What transit fare is fair? Translink riders want lower fares, particularly for short trips

Translink’s comprehensive fare review, the first since the modern system was established a generation ago, is finding strong support for lower fares for frequent riders making short trips.

But is such a fare system fair?

As transit expert Jarrett Walker has explained, the fairness of fares can vary depending on the trip, the rider and many other factors.

Translink expects to release a range of new fare structure options in the first half of 2017, with a final decision some time in 2018. The new structure, based on the Compass card and the reams of data the new fare card is producing, could have a dramatic impact on city transit riders.

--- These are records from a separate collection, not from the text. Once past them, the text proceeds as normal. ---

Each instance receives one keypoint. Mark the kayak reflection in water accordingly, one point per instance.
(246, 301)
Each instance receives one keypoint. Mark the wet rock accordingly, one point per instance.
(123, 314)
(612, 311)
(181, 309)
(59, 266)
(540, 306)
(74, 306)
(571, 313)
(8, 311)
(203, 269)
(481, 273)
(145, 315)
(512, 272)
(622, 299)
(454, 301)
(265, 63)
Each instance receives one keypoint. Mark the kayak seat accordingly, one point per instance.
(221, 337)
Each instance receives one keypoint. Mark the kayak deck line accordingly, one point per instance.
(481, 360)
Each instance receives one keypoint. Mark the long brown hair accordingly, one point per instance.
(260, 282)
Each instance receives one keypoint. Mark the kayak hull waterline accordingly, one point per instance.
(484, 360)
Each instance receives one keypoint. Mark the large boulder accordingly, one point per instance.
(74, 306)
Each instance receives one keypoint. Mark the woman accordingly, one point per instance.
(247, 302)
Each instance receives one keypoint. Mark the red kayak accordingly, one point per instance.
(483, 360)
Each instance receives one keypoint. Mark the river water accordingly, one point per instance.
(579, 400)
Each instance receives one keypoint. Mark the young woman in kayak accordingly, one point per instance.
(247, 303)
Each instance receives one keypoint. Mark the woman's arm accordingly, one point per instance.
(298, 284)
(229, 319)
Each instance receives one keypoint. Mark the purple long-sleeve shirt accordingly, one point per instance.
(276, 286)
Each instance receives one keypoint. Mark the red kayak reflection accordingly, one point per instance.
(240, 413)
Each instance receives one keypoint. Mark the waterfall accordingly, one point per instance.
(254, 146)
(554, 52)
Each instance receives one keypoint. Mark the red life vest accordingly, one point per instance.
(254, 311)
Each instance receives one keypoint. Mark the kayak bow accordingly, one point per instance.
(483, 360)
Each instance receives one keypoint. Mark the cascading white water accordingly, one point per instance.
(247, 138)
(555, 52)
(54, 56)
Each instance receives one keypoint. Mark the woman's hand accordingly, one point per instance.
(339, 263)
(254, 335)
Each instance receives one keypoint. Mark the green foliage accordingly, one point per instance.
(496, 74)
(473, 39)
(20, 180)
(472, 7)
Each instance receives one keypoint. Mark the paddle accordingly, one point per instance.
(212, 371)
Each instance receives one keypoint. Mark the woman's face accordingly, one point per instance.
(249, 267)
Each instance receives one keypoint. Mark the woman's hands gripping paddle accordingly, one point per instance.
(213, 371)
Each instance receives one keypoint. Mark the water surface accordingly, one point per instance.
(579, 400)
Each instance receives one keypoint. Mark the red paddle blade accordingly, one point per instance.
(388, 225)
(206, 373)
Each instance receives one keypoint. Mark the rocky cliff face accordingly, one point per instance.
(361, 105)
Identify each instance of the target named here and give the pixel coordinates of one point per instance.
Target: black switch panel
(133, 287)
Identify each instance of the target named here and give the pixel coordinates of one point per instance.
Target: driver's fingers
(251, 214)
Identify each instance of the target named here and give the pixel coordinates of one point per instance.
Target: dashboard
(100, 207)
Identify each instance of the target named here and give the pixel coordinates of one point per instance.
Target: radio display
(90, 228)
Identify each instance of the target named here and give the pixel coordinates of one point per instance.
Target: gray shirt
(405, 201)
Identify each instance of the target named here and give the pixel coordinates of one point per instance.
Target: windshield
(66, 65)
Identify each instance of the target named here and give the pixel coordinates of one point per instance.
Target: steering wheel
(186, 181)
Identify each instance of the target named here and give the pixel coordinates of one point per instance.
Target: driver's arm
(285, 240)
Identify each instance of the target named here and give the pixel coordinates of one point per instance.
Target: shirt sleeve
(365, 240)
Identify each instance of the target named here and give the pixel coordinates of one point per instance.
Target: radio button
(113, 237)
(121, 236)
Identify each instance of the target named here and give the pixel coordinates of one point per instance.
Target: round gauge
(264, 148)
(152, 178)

The first round of consultation, which included both a market research study and a public questionnaire filled out by thousands of riders, found “lower fares for shorter distance trips” a priority for both groups. Translink reports that 59 percent of trips under 10 kilometres are taken by people reporting income of under $25,000 a year, a fact which underlines the social justice  aspect of fare policy.

But in Metro Vancouver’s brutal housing market, people with lower incomes are often forced to make longer and longer trips between work and home.  These long distance trips can touch three zones and cost the maximum if Skytrain is involved, but a trip of similar length by bus is a single zone fare.

These are the issues Translink must reckon with. The City of Vancouver’s transportation engineers are monitoring the fare review closely to make sure the views of city transit riders are heard. As things stand, Vancouver riders would like lower fares for frequent riders making short trips — people like them. Is that fair? Time will tell.